Is the reliability problem with published data really a new phenomena though? There are plenty of examples of egregious scientific fraud, from the Piltdown man to cold fusion. Scientific greats such as Isaac Newton and John Dalton faked their data. It's likely the dedicated monk Gregor Mendel, the founder of genetics, made a few data adjustments. So, it certainly doesn't seem to be a new problem. Why does it suddenly seem like a crisis then?
With the advent of the biotechnology industry and the digitalization of journals, science has entered a new era. The number of new scientific publications has grown by about 4.7% per year since the middle of last century. With on-line publishing and advanced search engines, it is also now possible for investigators to keep track of more published information. Articles easily overlooked in the past now pop up in a search as a result of a few key strokes. Simply, there are now more publications and they all get better exposure.
Starting the 1970s, the emerging biotechnology industry changed the landscape of drug development. Rather than blindly screening large libraries chemicals for some biological activity, a more directed rational approach to develop new drugs took hold. The new strategy exploited the recently developed tools of biotechnology to delve into the underlying genetic and biological mechanisms behind disease, then finding compounds that interacted with these factors to affect the disease biology in predictable ways.
However, this rational drug discovery approach places a much greater reliance on prior academic research to build up models of how the diseases such as cancer develop and progress and identify the aspects that might be susceptible to therapeutic treatment. Research findings are not merely interesting academic science. Mistakes have costly consequences. Companies make program decisions allocating money, resources, and time based on new findings in relevant publications. This intersection of science and business creates a dynamic that places a lot more scrutiny on published science.
Biotech Needs Better Reliability
The pharma and biotech industry is looking for a solution and, where there's a problem, there is opportunity. The most straightforward fix would be an independent replication of the data by an independent lab.
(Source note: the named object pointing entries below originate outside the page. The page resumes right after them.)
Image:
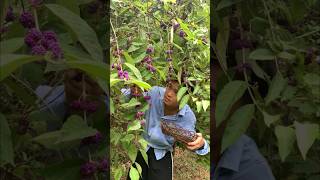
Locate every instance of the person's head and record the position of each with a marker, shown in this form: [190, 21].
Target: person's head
[170, 95]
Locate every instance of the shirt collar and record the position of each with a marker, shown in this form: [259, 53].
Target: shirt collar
[232, 156]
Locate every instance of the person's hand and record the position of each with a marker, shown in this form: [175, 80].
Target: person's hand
[198, 143]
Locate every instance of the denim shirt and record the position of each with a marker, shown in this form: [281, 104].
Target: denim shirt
[242, 161]
[153, 134]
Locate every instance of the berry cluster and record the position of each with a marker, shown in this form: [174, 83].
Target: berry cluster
[82, 105]
[148, 59]
[90, 167]
[42, 42]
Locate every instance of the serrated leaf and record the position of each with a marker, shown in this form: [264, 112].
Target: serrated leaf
[286, 138]
[10, 62]
[262, 54]
[135, 71]
[205, 104]
[306, 135]
[134, 174]
[85, 34]
[199, 106]
[230, 93]
[6, 148]
[237, 125]
[11, 45]
[132, 152]
[269, 119]
[277, 85]
[184, 101]
[181, 92]
[135, 125]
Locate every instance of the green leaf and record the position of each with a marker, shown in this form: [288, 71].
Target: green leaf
[205, 104]
[144, 155]
[286, 138]
[237, 125]
[6, 148]
[132, 152]
[75, 128]
[269, 119]
[226, 3]
[10, 62]
[128, 58]
[135, 125]
[85, 34]
[230, 93]
[118, 174]
[222, 43]
[262, 54]
[286, 55]
[11, 45]
[306, 135]
[134, 70]
[277, 85]
[132, 103]
[134, 174]
[184, 101]
[181, 92]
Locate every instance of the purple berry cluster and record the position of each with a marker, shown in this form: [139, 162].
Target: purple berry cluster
[27, 20]
[95, 139]
[82, 105]
[90, 167]
[42, 42]
[10, 15]
[147, 61]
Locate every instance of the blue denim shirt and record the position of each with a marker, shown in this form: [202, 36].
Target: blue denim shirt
[242, 161]
[153, 134]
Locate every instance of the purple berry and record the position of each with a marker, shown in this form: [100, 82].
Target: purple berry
[33, 37]
[149, 50]
[27, 20]
[38, 50]
[126, 75]
[9, 15]
[104, 165]
[176, 26]
[56, 50]
[35, 3]
[88, 169]
[182, 33]
[147, 98]
[169, 51]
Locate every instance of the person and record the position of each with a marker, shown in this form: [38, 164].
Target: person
[240, 161]
[164, 105]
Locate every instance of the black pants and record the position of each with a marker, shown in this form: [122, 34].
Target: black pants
[158, 169]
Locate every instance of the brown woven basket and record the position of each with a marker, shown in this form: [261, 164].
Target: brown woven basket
[177, 132]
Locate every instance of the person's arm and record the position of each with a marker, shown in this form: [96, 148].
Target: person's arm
[200, 145]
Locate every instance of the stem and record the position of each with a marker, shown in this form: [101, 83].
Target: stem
[36, 18]
[116, 39]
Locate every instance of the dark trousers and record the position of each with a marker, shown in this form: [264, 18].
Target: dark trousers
[158, 169]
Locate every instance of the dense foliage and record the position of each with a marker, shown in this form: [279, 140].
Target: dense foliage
[269, 53]
[40, 40]
[152, 41]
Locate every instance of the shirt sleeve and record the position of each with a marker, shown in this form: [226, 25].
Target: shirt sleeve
[190, 125]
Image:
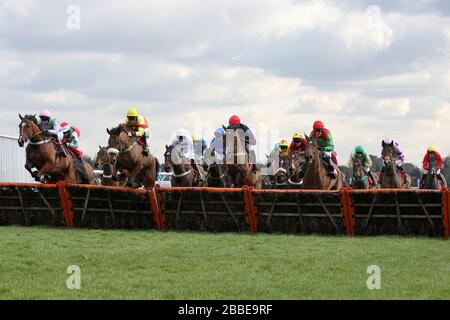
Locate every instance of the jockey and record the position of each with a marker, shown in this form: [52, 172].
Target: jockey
[249, 138]
[399, 157]
[281, 149]
[49, 125]
[199, 146]
[183, 141]
[298, 143]
[139, 124]
[324, 139]
[71, 139]
[432, 152]
[217, 144]
[361, 154]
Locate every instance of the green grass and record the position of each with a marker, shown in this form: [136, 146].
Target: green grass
[172, 265]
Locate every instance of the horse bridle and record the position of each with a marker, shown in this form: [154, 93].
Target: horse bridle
[30, 137]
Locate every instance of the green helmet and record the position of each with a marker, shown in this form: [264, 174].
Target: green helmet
[359, 149]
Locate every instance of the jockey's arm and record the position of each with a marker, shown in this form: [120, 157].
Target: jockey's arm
[74, 142]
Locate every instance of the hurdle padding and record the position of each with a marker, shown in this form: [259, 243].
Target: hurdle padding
[30, 205]
[110, 207]
[299, 211]
[398, 212]
[205, 209]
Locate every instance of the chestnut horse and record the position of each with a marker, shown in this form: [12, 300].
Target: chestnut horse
[392, 177]
[360, 179]
[316, 174]
[44, 156]
[126, 154]
[103, 161]
[237, 162]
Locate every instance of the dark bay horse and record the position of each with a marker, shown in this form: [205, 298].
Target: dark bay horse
[432, 180]
[392, 178]
[237, 162]
[281, 176]
[126, 154]
[103, 161]
[216, 176]
[296, 162]
[183, 174]
[44, 155]
[316, 174]
[360, 180]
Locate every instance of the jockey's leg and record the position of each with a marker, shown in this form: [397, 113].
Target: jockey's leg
[145, 145]
[326, 156]
[252, 159]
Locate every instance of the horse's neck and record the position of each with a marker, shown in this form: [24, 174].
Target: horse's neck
[108, 169]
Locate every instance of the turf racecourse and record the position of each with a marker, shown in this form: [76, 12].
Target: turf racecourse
[184, 265]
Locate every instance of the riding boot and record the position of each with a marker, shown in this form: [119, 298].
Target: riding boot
[374, 183]
[330, 167]
[145, 150]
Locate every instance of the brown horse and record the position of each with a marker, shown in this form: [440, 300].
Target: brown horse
[360, 179]
[392, 177]
[316, 174]
[281, 176]
[237, 162]
[296, 162]
[46, 158]
[183, 174]
[126, 154]
[103, 161]
[216, 177]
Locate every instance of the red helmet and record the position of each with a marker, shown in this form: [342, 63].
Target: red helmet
[318, 125]
[234, 120]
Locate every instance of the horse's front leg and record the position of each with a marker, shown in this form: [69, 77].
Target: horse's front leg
[132, 176]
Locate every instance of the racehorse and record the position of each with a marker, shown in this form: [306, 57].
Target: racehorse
[45, 156]
[432, 180]
[392, 178]
[216, 170]
[126, 154]
[316, 174]
[103, 161]
[237, 162]
[360, 179]
[296, 162]
[183, 174]
[281, 175]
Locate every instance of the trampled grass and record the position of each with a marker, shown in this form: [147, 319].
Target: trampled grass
[184, 265]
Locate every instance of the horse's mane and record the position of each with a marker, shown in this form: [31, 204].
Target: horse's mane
[30, 117]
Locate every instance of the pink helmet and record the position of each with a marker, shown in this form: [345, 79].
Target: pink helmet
[65, 127]
[45, 113]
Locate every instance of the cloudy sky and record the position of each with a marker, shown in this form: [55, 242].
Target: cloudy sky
[368, 69]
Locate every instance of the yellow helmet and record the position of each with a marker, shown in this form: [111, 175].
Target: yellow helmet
[431, 148]
[284, 143]
[132, 112]
[297, 135]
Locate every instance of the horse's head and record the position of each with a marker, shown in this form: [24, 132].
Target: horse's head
[358, 168]
[311, 150]
[120, 137]
[432, 165]
[102, 157]
[28, 129]
[388, 154]
[168, 163]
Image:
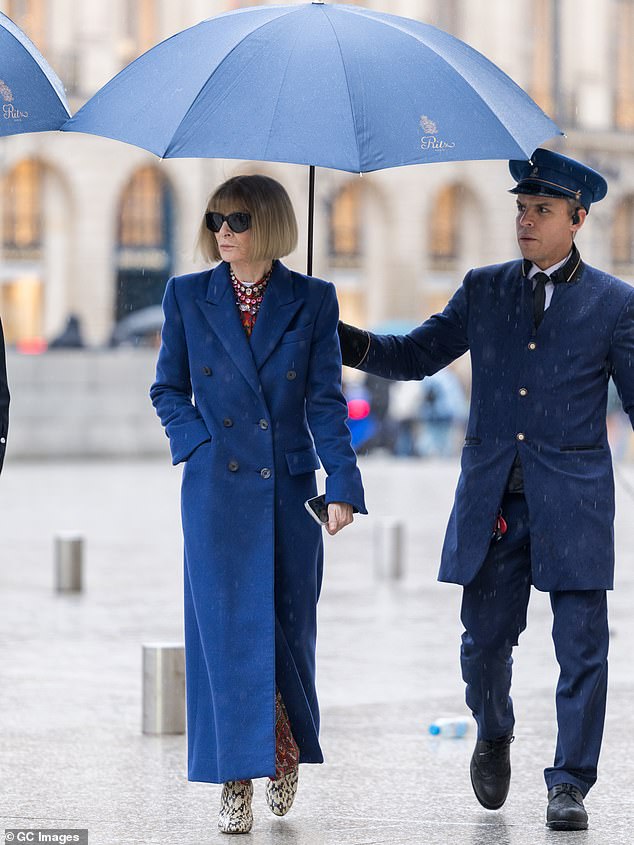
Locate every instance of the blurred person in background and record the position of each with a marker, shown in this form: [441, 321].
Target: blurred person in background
[248, 387]
[4, 400]
[534, 504]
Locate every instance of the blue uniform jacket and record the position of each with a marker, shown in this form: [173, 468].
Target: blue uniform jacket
[541, 392]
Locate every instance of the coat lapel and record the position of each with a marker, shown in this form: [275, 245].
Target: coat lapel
[222, 315]
[279, 306]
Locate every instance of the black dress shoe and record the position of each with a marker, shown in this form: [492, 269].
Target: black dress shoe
[565, 808]
[491, 771]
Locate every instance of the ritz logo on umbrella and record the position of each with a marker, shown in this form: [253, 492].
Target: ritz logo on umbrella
[430, 141]
[9, 111]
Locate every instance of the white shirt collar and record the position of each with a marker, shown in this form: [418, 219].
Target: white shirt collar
[535, 269]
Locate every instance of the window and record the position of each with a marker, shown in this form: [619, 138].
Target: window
[444, 245]
[623, 236]
[624, 116]
[141, 30]
[22, 211]
[141, 221]
[345, 226]
[144, 255]
[543, 36]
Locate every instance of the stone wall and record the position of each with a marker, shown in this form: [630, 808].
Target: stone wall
[83, 403]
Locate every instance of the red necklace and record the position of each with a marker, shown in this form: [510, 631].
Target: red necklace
[249, 298]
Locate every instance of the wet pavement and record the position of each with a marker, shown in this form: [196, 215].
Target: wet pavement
[72, 754]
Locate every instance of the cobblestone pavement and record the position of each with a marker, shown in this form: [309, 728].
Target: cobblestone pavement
[72, 754]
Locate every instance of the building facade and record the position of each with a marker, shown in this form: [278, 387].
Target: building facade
[93, 227]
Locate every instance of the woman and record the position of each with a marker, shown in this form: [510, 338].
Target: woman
[248, 387]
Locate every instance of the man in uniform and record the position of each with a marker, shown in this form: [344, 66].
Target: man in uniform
[534, 504]
[4, 400]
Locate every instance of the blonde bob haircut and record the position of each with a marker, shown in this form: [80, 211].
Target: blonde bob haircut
[273, 221]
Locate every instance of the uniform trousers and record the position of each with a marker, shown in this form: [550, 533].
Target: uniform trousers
[494, 608]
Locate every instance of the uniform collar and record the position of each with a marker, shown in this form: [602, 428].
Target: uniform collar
[568, 271]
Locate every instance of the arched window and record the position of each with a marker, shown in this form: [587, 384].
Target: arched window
[543, 37]
[444, 236]
[21, 287]
[22, 211]
[624, 116]
[144, 254]
[623, 237]
[345, 226]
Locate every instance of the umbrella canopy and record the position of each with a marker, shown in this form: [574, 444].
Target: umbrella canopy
[319, 84]
[322, 84]
[31, 94]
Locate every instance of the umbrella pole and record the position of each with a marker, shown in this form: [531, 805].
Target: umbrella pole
[311, 216]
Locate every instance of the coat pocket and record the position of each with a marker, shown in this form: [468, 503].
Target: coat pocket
[585, 448]
[305, 460]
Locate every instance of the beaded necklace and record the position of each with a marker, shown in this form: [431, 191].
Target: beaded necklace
[249, 298]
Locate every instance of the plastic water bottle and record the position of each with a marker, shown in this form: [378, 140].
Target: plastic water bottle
[453, 727]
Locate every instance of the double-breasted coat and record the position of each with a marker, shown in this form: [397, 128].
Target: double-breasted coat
[249, 418]
[540, 392]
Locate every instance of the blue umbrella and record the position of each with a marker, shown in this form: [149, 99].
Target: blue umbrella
[319, 84]
[31, 94]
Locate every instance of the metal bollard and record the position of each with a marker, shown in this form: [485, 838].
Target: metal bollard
[389, 549]
[69, 550]
[163, 688]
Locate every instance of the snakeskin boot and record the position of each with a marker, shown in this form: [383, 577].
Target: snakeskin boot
[280, 793]
[236, 815]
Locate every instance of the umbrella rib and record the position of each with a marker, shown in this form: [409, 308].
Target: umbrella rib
[352, 111]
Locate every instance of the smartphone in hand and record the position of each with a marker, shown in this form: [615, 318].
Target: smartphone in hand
[318, 509]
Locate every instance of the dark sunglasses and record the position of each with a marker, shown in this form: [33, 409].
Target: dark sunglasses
[237, 221]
The recently started Reproducibility Initiative is trying to encourage this approach by connecting publishing laboratories with groups that will run an independant validation of the study on a fee-for-service basis. While this would certainly help engender confidence in the results, it is also pretty costly and it can be very time consuming to reproduce some studies. Given this, it is not clear how successful this approach will be.
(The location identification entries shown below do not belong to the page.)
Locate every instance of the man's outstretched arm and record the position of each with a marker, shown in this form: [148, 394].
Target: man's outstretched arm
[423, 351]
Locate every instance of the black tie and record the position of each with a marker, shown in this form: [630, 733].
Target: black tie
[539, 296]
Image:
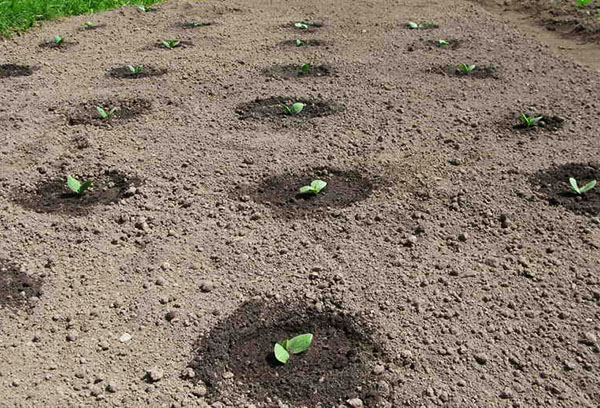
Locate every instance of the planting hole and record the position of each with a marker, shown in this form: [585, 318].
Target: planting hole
[87, 113]
[281, 192]
[53, 195]
[328, 373]
[271, 108]
[16, 286]
[13, 70]
[553, 185]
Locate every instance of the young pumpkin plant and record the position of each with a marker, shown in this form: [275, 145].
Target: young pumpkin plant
[77, 186]
[313, 188]
[295, 345]
[581, 190]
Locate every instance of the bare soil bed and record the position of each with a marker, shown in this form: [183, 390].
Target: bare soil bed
[446, 263]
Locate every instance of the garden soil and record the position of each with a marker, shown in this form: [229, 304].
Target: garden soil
[445, 264]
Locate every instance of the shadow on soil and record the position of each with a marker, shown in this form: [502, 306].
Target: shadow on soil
[271, 108]
[16, 287]
[125, 73]
[327, 374]
[553, 184]
[53, 196]
[280, 192]
[293, 71]
[86, 113]
[13, 70]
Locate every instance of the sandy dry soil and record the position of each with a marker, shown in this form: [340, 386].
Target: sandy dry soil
[445, 264]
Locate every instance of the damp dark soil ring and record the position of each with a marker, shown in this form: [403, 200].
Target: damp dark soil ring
[125, 73]
[14, 70]
[327, 374]
[53, 195]
[87, 113]
[272, 109]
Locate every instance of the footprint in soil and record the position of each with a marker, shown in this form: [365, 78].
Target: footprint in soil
[87, 114]
[16, 286]
[553, 184]
[13, 70]
[53, 196]
[294, 71]
[342, 349]
[280, 192]
[271, 108]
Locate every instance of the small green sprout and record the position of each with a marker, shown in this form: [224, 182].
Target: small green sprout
[295, 109]
[135, 69]
[580, 190]
[170, 44]
[466, 68]
[314, 188]
[192, 24]
[78, 187]
[106, 114]
[305, 68]
[529, 121]
[295, 345]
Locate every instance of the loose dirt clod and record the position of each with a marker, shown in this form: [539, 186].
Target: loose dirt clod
[241, 346]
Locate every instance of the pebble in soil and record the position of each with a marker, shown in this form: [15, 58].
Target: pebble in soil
[236, 357]
[294, 71]
[86, 113]
[125, 73]
[280, 192]
[271, 108]
[53, 195]
[553, 184]
[16, 286]
[14, 70]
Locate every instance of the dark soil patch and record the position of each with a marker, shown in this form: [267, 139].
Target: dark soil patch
[53, 196]
[326, 375]
[16, 286]
[548, 122]
[280, 192]
[479, 72]
[13, 70]
[86, 113]
[125, 73]
[305, 43]
[553, 184]
[270, 108]
[293, 71]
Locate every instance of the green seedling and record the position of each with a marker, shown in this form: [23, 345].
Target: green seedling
[78, 187]
[192, 24]
[314, 188]
[581, 190]
[305, 68]
[106, 114]
[170, 44]
[135, 69]
[295, 345]
[529, 121]
[466, 68]
[294, 109]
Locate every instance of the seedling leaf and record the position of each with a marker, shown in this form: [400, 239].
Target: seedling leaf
[281, 353]
[299, 344]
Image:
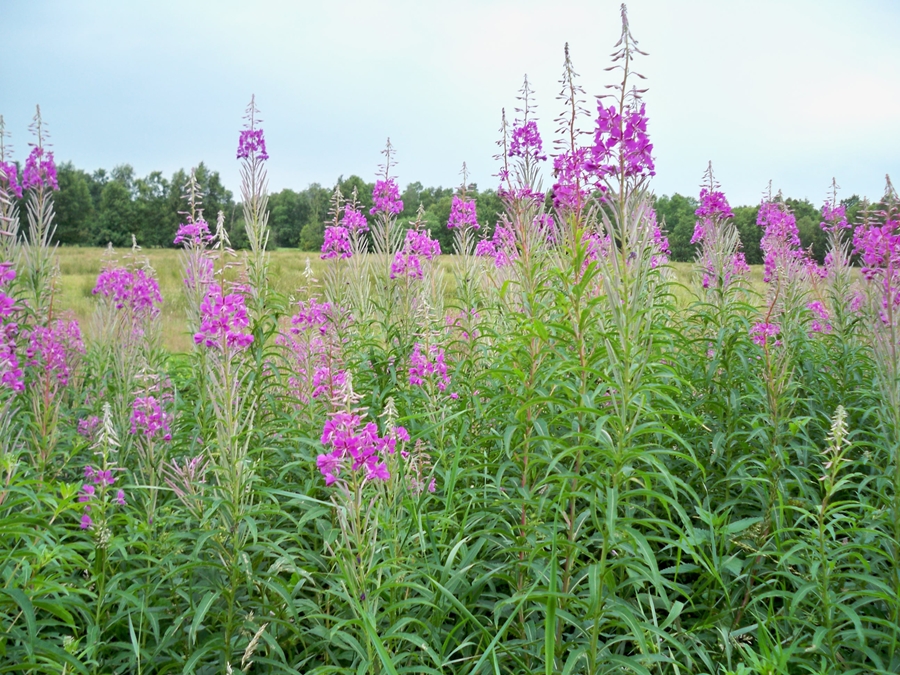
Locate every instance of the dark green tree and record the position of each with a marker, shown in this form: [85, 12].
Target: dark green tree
[676, 218]
[73, 205]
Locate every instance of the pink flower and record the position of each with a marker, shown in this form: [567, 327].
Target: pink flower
[252, 142]
[462, 213]
[223, 320]
[761, 332]
[149, 419]
[386, 197]
[422, 367]
[40, 170]
[337, 243]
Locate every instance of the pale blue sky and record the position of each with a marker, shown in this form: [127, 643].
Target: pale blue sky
[794, 91]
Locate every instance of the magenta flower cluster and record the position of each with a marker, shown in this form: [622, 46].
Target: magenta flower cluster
[428, 365]
[713, 208]
[878, 247]
[40, 170]
[834, 218]
[100, 482]
[360, 446]
[53, 348]
[194, 235]
[337, 243]
[501, 247]
[621, 144]
[11, 375]
[252, 141]
[313, 344]
[354, 221]
[462, 213]
[526, 141]
[9, 179]
[408, 261]
[137, 291]
[311, 315]
[386, 197]
[149, 419]
[570, 191]
[781, 240]
[762, 331]
[88, 426]
[223, 320]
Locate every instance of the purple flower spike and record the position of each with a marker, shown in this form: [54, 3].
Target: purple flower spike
[526, 141]
[386, 196]
[337, 243]
[761, 332]
[40, 170]
[9, 178]
[252, 141]
[462, 214]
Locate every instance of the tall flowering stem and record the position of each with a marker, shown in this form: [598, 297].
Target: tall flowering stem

While it would probably not eliminate the irreproducibility problem, some basic procedural changes to publication and grant application requirements may be a practical way to improve the situation. For example, more emphasis of primary data disclosure, greater transparency of the peer review process, and an increased requirements for statistical rigor would likely address at significant part of the problem. What is clear is that, until something changes are made, it's a good idea to keep in mind the Benjamin Franklin's saying, "Believe none of what you hear and half of what you see." In this case, though, make that half of what you read. The trick, of course, is figuring out which half to believe.